London Design Festival presents The Hothouse, a Landmark Project designed by Studio Weave

London Design Festival returns to the capital this autumn from 12 – 20 September with an exciting programme of activity, putting a spotlight on the brilliance of the capital’s design talent. The Festival will provide a platform for the design community to showcase work at a time when it is needed more than ever, helping to stimulate the creative economy and support both emerging and established designers. 

For the 18th edition, the festival presents The Hothouse, a Landmark Project designed by London-based architecture practice Studio Weave, supported by developers Lendlease and London Continental Railways. It consists of a large-scale installation located at International Quarter London (IQL). The structure of The Hothouse is reminiscent of a Victorian glasshouse and will provide a controlled habitat for cultivating plants that would not ordinarily grow within the UK’s climate.

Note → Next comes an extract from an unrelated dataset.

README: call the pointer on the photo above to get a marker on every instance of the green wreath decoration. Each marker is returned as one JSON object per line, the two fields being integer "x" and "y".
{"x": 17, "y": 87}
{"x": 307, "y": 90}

IQL is a new neighbourhood in the heart of Stratford and on the doorstep of the Queen Elizabeth Olympic Park. The area has a rich tradition for growing under glass and was historically once dominated by a 20-mile stretch of greenhouses along the Lee Valley corridor. In the 1930s, there were more than 1,300 acres of greenhouses facilitating the production of ornamental plants and flowers, and exotic fruits at the time such as grapes and cucumbers.

The environment of The Hothouse can be regulated and adapted to suit the plants within. Garden Designer Tom Massey has collaborated with Studio Weave to develop a concept for the planting scheme that includes an array of productive plants from all over the world: an edible jungle of exotic and unusual species.

The crops that will be grown include guava, orange, gourd, chia seed, avocado, pomegranate, quinoa, mango, sweet potato, lemon, sugarcane, chickpea, loquat and pineapple. Scientists predict that if the current rate of climate change continues to accelerate, all of these crops could potentially be grown outside in the UK by 2050 – highlighting the reality of a rapidly changing climate.

The Hothouse will be in situ for a year, displaying the variance and evolution of plants across all seasons – but also seeking to educate and inspire. The installation seeks to demonstrate the effects of climate change, whilst also celebrating the beauty of plants and humans’ adaptability, ingenuity and ability to overcome problems and create safe and stable growing environments for plants from all over the world.